Он кивнул, но тут же оговорился, как будто его предложение еще не совсем созрело:
– Хотя нет… Я не уверен. Не знаю. Я ищу третий путь. Смотрю на происходящее в эти дни и убеждаюсь: надо делать что-то другое. Выходить на улицы, сражаться с жандармами, отведать полицейских дубинок и слезоточивого газа, кричать, забрасывать камнями Национальное собрание, Дворец правосудия или Дворец республики, скандировать имя Фатимы Диоп со слезами на глазах, под палящим солнцем – о’кей. А что потом? Что дальше?

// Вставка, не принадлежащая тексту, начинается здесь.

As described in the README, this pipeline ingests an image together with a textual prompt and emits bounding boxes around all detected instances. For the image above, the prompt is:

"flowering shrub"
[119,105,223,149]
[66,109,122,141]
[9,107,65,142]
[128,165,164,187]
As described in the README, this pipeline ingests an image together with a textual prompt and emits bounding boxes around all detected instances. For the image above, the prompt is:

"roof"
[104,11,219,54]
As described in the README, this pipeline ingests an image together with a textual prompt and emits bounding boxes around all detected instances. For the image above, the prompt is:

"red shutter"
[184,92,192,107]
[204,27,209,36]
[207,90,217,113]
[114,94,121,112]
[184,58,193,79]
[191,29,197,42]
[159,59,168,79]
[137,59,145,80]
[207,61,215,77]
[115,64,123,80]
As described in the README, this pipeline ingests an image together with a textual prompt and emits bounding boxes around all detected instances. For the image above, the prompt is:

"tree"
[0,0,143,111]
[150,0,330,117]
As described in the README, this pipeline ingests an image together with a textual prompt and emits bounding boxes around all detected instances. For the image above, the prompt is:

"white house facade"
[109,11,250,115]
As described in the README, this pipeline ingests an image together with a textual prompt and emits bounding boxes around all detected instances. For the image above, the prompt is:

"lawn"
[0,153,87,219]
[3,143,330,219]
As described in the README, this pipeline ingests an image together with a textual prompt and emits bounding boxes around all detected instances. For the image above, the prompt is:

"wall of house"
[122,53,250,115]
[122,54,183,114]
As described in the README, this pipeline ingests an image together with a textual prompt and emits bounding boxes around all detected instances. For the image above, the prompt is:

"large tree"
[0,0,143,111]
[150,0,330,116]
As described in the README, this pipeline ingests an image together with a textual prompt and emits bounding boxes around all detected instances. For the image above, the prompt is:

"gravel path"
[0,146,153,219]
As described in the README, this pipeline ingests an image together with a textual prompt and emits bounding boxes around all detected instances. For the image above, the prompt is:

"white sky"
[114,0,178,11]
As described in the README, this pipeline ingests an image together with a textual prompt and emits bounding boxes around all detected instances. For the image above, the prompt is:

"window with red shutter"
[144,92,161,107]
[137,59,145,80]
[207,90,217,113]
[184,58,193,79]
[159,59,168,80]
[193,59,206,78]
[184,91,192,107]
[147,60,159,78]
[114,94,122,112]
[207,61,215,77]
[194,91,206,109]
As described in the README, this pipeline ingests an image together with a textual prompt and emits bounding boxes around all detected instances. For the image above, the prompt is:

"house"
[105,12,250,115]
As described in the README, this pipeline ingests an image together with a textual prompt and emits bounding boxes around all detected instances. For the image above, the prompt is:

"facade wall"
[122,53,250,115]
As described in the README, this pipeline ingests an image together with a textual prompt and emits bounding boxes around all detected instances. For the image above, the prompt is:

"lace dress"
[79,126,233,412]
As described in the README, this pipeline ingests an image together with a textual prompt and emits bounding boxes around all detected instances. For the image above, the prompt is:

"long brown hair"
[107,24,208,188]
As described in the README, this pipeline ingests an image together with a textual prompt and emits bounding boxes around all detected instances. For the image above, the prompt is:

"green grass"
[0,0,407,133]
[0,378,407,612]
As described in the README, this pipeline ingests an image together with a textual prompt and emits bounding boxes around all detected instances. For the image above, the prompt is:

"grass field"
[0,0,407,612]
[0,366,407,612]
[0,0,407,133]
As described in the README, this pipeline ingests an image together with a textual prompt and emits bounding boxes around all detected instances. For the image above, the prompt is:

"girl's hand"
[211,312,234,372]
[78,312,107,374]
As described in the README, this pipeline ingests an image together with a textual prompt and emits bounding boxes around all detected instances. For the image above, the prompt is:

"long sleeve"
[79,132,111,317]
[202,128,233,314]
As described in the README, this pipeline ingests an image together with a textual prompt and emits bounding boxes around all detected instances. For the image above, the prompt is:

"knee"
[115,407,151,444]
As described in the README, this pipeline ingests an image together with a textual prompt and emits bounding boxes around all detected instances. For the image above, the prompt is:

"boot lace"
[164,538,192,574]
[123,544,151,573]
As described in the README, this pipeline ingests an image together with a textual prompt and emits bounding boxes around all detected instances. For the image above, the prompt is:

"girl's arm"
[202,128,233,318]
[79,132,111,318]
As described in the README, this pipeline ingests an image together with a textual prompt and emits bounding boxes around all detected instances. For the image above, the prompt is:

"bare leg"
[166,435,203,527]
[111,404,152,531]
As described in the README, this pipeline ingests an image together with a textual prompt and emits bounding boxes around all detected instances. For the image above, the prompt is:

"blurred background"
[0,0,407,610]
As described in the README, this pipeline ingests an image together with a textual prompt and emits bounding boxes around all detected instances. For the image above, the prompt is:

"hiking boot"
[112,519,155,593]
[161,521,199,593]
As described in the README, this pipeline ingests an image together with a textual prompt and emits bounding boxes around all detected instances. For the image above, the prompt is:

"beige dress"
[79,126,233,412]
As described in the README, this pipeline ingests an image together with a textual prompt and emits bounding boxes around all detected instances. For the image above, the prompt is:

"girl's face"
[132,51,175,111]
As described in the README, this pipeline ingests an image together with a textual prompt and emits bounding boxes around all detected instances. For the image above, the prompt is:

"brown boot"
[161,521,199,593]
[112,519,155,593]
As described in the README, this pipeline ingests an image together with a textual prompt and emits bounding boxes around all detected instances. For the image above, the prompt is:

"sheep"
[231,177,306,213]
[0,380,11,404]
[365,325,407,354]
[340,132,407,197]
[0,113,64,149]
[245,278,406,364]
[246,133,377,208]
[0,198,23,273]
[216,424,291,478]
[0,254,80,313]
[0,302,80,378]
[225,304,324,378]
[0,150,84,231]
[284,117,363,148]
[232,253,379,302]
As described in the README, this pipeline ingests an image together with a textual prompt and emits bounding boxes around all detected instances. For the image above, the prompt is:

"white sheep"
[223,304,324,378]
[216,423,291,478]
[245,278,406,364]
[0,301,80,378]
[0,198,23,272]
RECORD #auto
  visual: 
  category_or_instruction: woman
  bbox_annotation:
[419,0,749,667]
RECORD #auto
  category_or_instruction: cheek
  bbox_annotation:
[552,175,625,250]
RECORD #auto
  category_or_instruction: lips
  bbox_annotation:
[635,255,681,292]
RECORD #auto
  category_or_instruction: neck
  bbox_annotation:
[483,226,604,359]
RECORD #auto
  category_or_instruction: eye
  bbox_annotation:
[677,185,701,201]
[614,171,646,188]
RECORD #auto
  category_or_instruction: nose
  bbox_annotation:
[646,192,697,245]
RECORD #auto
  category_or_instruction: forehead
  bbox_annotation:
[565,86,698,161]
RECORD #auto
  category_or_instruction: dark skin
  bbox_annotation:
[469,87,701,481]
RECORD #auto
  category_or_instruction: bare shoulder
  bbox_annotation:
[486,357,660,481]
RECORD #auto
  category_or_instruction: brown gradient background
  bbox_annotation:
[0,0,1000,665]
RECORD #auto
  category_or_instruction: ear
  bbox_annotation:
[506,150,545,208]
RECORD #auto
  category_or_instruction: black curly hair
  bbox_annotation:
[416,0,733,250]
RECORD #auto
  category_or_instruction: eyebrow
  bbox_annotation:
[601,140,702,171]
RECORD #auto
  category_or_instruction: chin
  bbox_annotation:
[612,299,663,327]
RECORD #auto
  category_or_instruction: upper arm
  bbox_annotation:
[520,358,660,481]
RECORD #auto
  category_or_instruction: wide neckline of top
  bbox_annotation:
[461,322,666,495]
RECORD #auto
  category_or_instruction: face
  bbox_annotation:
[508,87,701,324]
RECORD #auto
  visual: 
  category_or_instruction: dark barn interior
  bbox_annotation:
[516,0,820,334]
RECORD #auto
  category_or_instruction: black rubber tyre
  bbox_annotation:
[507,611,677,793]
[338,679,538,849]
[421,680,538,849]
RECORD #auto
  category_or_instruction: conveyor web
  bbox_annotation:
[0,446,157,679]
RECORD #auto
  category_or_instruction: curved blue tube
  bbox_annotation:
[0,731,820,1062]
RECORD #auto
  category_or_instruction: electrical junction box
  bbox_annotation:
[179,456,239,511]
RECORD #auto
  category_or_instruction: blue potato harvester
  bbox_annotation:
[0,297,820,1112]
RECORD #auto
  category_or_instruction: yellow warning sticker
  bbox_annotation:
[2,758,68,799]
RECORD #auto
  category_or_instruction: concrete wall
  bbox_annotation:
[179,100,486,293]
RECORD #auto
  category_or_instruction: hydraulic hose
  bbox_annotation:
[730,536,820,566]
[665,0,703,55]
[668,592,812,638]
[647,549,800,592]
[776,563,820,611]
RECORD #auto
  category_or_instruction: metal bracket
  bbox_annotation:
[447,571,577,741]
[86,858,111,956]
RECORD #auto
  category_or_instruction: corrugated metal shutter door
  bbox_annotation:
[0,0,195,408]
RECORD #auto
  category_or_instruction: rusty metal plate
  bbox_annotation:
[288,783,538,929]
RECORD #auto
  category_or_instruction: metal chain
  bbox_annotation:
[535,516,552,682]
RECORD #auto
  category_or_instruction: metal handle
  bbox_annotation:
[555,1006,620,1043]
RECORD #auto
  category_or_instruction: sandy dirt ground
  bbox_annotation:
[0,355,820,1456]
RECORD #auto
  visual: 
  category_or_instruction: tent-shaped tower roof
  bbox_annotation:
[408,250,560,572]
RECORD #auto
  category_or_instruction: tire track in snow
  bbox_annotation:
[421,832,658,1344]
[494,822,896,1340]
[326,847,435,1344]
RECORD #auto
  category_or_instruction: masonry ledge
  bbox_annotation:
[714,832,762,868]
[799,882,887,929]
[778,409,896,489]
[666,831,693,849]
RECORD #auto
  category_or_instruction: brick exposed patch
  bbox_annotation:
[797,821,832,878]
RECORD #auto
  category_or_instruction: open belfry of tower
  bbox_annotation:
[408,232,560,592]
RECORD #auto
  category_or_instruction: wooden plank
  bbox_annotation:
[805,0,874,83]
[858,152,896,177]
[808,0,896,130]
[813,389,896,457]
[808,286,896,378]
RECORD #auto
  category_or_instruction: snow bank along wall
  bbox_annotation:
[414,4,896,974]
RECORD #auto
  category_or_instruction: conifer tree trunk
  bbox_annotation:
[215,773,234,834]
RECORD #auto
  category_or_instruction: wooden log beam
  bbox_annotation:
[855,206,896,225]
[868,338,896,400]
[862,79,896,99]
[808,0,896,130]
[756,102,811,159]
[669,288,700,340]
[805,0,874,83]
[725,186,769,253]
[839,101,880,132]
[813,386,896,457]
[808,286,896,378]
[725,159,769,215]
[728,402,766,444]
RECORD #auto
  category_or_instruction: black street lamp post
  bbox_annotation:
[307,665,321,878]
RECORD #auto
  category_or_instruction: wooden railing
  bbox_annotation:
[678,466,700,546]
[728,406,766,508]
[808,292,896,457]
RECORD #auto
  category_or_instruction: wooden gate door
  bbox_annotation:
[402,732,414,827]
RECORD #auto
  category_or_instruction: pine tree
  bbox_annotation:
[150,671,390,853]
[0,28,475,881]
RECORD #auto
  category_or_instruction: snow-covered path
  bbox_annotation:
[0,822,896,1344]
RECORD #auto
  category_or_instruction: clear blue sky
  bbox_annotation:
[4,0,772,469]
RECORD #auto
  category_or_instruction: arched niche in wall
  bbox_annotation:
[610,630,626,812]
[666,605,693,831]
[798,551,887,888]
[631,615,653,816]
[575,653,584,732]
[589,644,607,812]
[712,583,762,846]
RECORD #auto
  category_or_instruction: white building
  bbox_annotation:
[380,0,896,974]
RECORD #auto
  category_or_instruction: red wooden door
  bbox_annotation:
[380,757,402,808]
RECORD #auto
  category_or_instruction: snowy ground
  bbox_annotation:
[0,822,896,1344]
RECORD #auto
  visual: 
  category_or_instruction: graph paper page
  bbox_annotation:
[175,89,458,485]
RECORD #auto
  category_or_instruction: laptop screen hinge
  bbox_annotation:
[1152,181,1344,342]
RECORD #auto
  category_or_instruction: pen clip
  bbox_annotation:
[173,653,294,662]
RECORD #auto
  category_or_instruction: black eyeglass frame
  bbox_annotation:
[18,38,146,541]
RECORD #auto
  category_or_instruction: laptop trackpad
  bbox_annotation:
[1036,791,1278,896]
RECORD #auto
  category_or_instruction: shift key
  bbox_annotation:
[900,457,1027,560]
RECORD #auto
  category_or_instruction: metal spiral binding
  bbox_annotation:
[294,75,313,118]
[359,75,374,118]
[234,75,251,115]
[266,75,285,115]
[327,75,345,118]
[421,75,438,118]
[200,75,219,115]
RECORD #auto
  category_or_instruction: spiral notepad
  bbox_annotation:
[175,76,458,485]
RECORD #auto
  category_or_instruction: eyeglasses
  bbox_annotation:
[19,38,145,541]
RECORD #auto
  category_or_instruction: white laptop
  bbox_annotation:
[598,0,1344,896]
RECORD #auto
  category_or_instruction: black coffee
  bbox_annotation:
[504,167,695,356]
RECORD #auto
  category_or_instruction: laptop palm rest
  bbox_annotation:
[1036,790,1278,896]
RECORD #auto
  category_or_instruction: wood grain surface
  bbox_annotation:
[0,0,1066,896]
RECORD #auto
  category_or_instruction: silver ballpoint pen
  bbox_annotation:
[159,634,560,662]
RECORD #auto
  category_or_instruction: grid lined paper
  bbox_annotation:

Я не нашелся с ответом. После недолгой паузы Шериф заговорил снова:
– В общем… Расскажи о себе, Миньелам. Что ты, в сущности, здесь делаешь? Собираешь материал для новой книги?
– В каком-то смысле да.
– Надеюсь, в этой новой книге ты сможешь полнее выразить себя. То, что я сказал о Ба Му Сёсс, можно сказать и о писателях. Они способны на большее. Я не говорю, что от литературы нет никакой пользы. Литература внушает мне благоговейный страх – поэтому я никогда не стану писателем. Но я говорю тебе: лучше не писать, если не ставишь перед собой цель заставить содрогнуться хоть одну душу. Пожалуйста, не надо писать еще одну «Анатомию пустоты». Эта книга была адресована только тебе самому. Ты стоишь большего. Ты должен писать гораздо лучше. Напиши для нас великую книгу, Миньелам. Великую политическую книгу.
Я улыбнулся. Я был готов к этому: после публикации «Анатомии пустоты» Шериф уже вел со мной такие разговоры. Он упрекал меня в том, что я отвлекся от социальной тематики и ушел в самокопание. Он не поучал меня, как те придурки, которые убеждены, что лучше знают реальную, настоящую жизнь. Нет, в его словах слышалась искренняя растерянность человека, который не узнает своего друга.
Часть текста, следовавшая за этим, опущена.